Kenyan mobile phone borrowers are getting poorer leading them to financial exclusion, according to a recent survey on the market trends.This debunks the long time narrative that mobile loans in the country has led to financial inclusion.
Over-borrowing and lack of loan ethics has led more than 500,000 Kenyans blacklisted by credit reference bureaus, compared to 150,000 three years ago.
There are over 50 mobile loan lenders in the country, with Safaricom’s M-Shwari taking a big chunk of the pie. Cases of Kenyans borrowing to try their luck on online betting games have exacerbated the situation.
Consultative Group to Assist the Poor, a consortium of donors affiliated to the World Bank, found out that 47 per cent of Kenyan borrowers made late payments, and 12 per cent defaulted.
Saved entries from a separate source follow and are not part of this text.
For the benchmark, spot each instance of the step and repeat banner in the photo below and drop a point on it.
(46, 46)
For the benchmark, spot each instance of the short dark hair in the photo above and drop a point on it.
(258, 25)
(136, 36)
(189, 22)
By analysing digital loans data and making thousands of phone calls across the country, CGAP found out that less than 40 per cent borrowed money for business needs, while some admitted to gambling.
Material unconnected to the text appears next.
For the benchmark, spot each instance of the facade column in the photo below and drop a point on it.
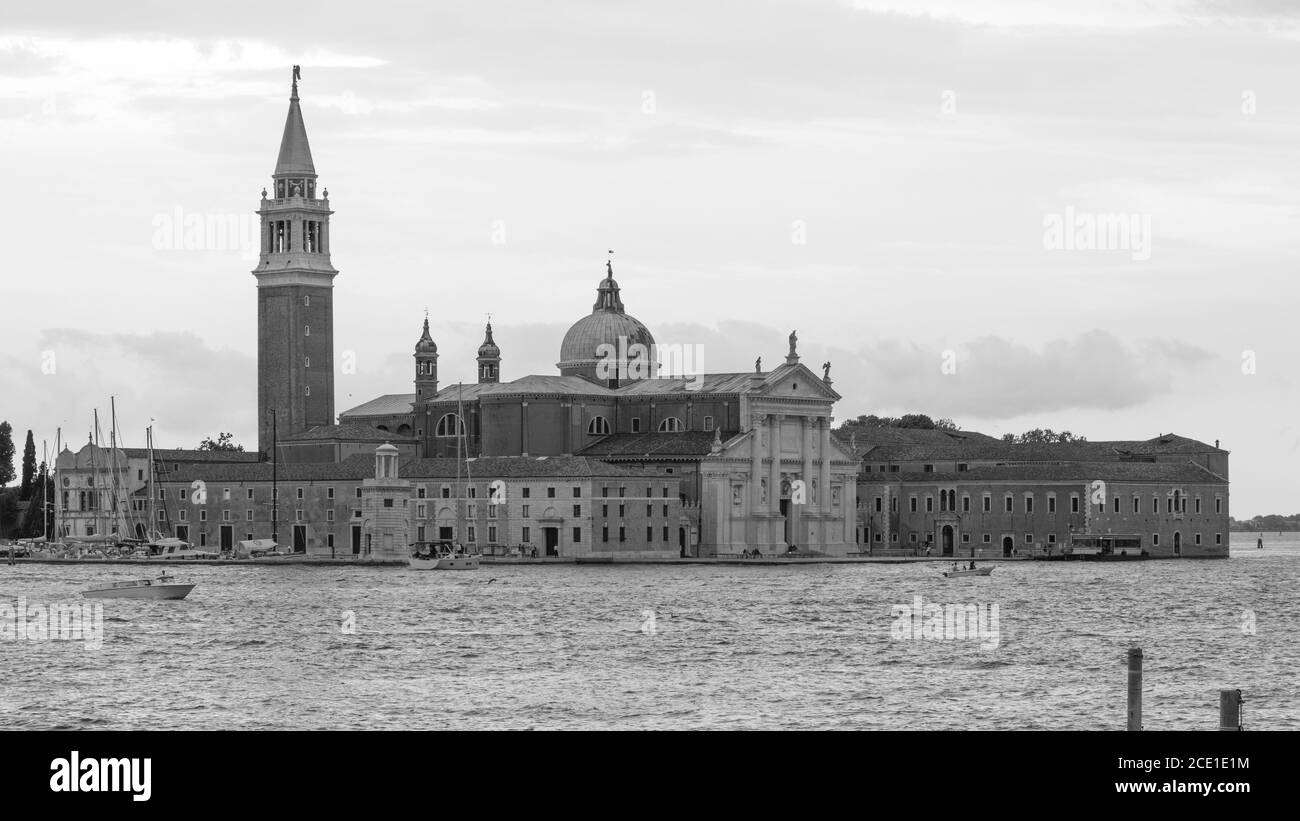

Kenyans who borrow late at night are likely to default, added the survey.
This mirrors the recent Market Overview of Mobile Loans in Kenya report by Credit Info which showed that an average Kenyan borrower has more than 7 mobile loans, underlying the aggressive borrowing culture that has captured the nation.
It shows that 16 per cent of Kenyans borrowed from multiple mobile loan lenders between the third quarter of 2017 and first quarter of 2018.
Overall, 74.5 per cent of the borrowers had between 2-6 mobile loans at any given time.
“Repetitive borrowing/ lending of mobile loans was common in Kenya and on average each borrower had around four mobile loans,” said the report.
Common mobile loans in Kenya include M-Shwari by Safaricom, KCB-Mpesa, Tala, Branch, Saida, Haraka, Zidisha, Shika, Stawika and Barclays’ Timiza.